Pak Boris segera berjongkok dan menyibakkan daun-daun kering di dekat akar pohon. Ia menemukan sebuah kendi lagi yang lebih besar dan terkubur tanah. Hanya bagian atasnya yang terlihat, penuh dengan koin emas. Pak Boris segera membawa pulang koin-koin emas itu.
Mereka lalu membeli rumah baru di kota. Mereka juga membeli kereta kuda dan mempunyai banyak pelayan. Mereka telah lupa pada cara hidup dulu ketika mereka masih miskin.
(Bagian 2)
Tak lama kemudian, gubernur kota itu meninggal dunia. Warga kota memerlukan gubernur baru. Akhirnya, mereka memilih Pak Boris sebagai gubernur, karena dialah yang paling kaya di kota itu. Bu Boris mendapat kehormatan yang lebih tinggi, namun ia tetap tak merasa puas.

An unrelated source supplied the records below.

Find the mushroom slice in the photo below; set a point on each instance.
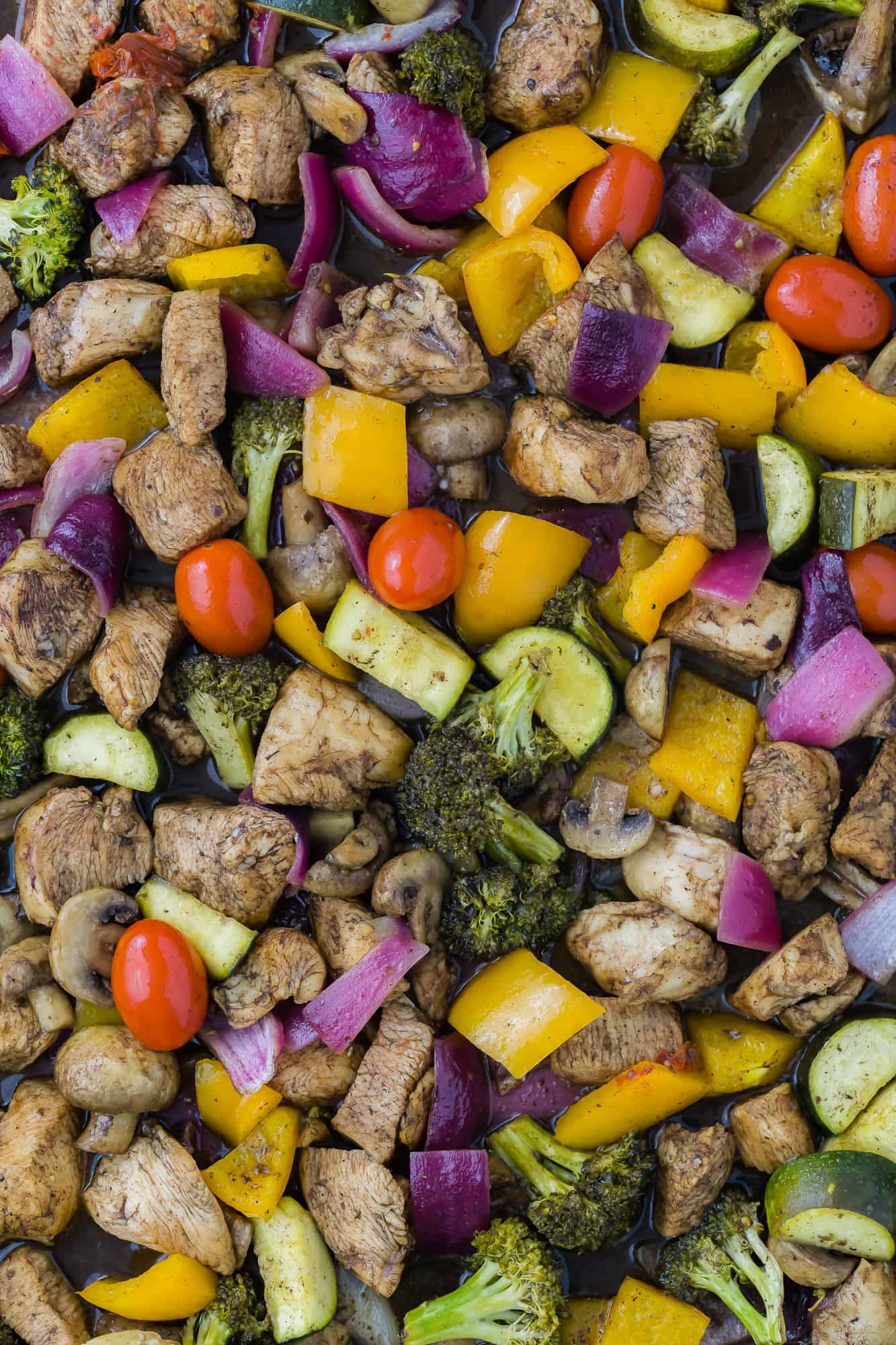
(599, 825)
(84, 939)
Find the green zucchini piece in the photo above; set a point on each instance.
(96, 748)
(577, 701)
(842, 1202)
(856, 506)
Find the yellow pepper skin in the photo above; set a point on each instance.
(231, 1114)
(174, 1288)
(739, 1054)
(844, 419)
(708, 742)
(513, 564)
(530, 171)
(639, 103)
(512, 282)
(253, 1176)
(517, 1011)
(116, 403)
(806, 198)
(356, 451)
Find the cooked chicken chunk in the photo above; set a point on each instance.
(641, 952)
(403, 340)
(128, 128)
(155, 1196)
(178, 497)
(255, 132)
(810, 964)
(552, 451)
(546, 64)
(233, 857)
(361, 1211)
(73, 840)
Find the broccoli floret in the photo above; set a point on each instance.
(725, 1249)
(448, 71)
(581, 1200)
(715, 124)
(264, 431)
(229, 701)
(513, 1296)
(41, 229)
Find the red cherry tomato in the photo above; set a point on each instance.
(159, 985)
(416, 559)
(224, 598)
(829, 305)
(869, 205)
(872, 578)
(620, 197)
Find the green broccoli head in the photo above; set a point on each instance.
(448, 71)
(513, 1297)
(264, 431)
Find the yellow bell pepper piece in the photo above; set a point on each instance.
(518, 1009)
(709, 739)
(512, 282)
(739, 1054)
(512, 567)
(530, 171)
(740, 404)
(639, 103)
(806, 198)
(634, 1101)
(231, 1114)
(356, 451)
(844, 419)
(116, 403)
(667, 579)
(253, 1176)
(174, 1288)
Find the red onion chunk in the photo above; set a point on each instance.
(32, 103)
(616, 356)
(831, 695)
(450, 1198)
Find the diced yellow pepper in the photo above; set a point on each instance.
(253, 1176)
(518, 1009)
(806, 198)
(709, 739)
(739, 403)
(844, 419)
(639, 103)
(174, 1288)
(231, 1114)
(356, 451)
(116, 403)
(512, 567)
(512, 282)
(737, 1054)
(530, 171)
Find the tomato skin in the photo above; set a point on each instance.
(829, 305)
(619, 197)
(159, 985)
(224, 598)
(869, 205)
(872, 576)
(416, 559)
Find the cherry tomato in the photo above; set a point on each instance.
(872, 578)
(869, 205)
(829, 305)
(416, 559)
(159, 985)
(224, 598)
(620, 197)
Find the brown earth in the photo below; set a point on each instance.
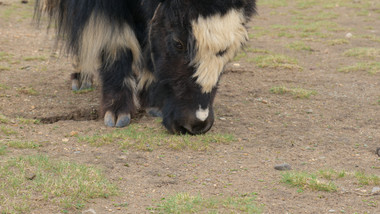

“Suamiku, bawalah kapakmu dan kembalilah ke hutan, tempat si Pohon Maple yang mempunyai kendi emas. Mintalah padanya kendi emas yang lebih besar, aku lelah hanya menjadi istri gubernur!”
Pak Boris lagi-lagi tidak membantah. Ia pun tergoda untuk menjadi orang yang lebih berkuasa. Ia segera mengambil kapaknya dan menyembunyikannya di dalam jubah gubernurnya yang mewah. Ia membawa kapak itu ke hutan. Beberapa saat kemudian, ia tiba di puncak bukit, tempat Pohon Maple besar tumbuh.
Pak Boris bersiap-siap mengangkat kapaknya untuk menebang.
Namun sebelum kapaknya turun, tiba-tiba saja pohon maple menguap. Ia menggerakkan mahkota keemasannya dan berkata dengan suara manusia,
“Biarkan aku hidup dalam damai, pria baik. Apakah kau tidak merasa cukup?”
Pak Boris si kepala desa berkata dengan kapak tetap terangkat ke atas, “Uang tidak akan pernah cukup. Istriku lelah menjadi istri gubernur. Ia ingin lebih…”
Pohon itu menggerakkan daun-daun keemasannya dan berkata, “Lihatlah ke akar-akarku. Kau akan temukan hadiahmu. Gunakanlah sebaik mungkin, dan jangan kembali ke sini lagi!” ujar Pohon Maple.